The one flaw in all this perfection was that the ‘Gin Palace’ I was directed towards was exactly that – there really was nothing but gin there, and as a Pole I regard gin as something to be dabbed behind the ears rather than swallowed. Still, as there was no vodka to be had I graciously accepted a glass, and wearing what I hoped was an expression of appropriately Slavic disdain wandered through the crowds until I found my editor, Sam Humphreys, who showed me where I could abandon the gin and get some real alcohol.
The party resembled heaven in another way, too, in that there were plenty of people there who I recognised, or at least thought looked vaguely familiar. This meant that for the most part the guests were divided into those I was too shy to speak to in case I was overcome and started stammering and/or giggling as soon as I was in their presence and those I didn’t dare speak to in case I failed to recognise that they were people of such literary eminence that I ought to be overcome by shyness in their presence and start stammering and/or giggling. It’s hard, being a very small fish in a very big pond…
So I failed to do anything that could be described as networking, although it was good to meet fellow Picador author Charles Lambert, whose first novel, Little Monsters, I’d really enjoyed.

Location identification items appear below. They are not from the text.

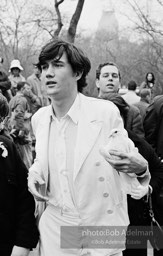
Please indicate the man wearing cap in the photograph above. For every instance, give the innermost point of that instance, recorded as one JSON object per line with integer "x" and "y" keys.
{"x": 15, "y": 75}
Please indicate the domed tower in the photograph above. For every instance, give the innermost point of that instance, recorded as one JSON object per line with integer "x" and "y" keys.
{"x": 108, "y": 25}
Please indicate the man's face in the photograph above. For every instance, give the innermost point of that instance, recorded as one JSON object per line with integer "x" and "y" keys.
{"x": 109, "y": 80}
{"x": 15, "y": 71}
{"x": 149, "y": 77}
{"x": 60, "y": 80}
{"x": 37, "y": 71}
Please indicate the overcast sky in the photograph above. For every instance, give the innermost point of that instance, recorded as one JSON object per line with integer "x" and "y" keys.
{"x": 92, "y": 11}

Another thing you can say about the publishing world is that it seems to be full of very young and very glamorous people. I had one of my customary wardrobe malfunctions between the Tube and the party when my hold-ups failed to live up to expectations, and, not wanting to do a Nora Batty in such a sophisticated gathering, I went to the ladies to remove them. As there were two of the v. young and v. glamorous girls chatting outside I had to skulk in the cubicle for some time until I felt it was safe to come out (I didn’t want them wondering why I’d left my stockings behind, there was nothing as utilitarian as a bin around, and it didn’t seem appropriate to interrupt their conversation about the Orange Prize to explain the provenance Nora Batty). They don’t tell you about this sort of thing when you sign a book deal. If I imagined publisher’s parties at all – and I was probably far too busy being hysterical to do anything of the kind – I would have thought of witty banter, tinkling laughter, cigarette holders tilted at a rakish angle, that sort of thing; not hiding in the toilets and trying not to drink gin.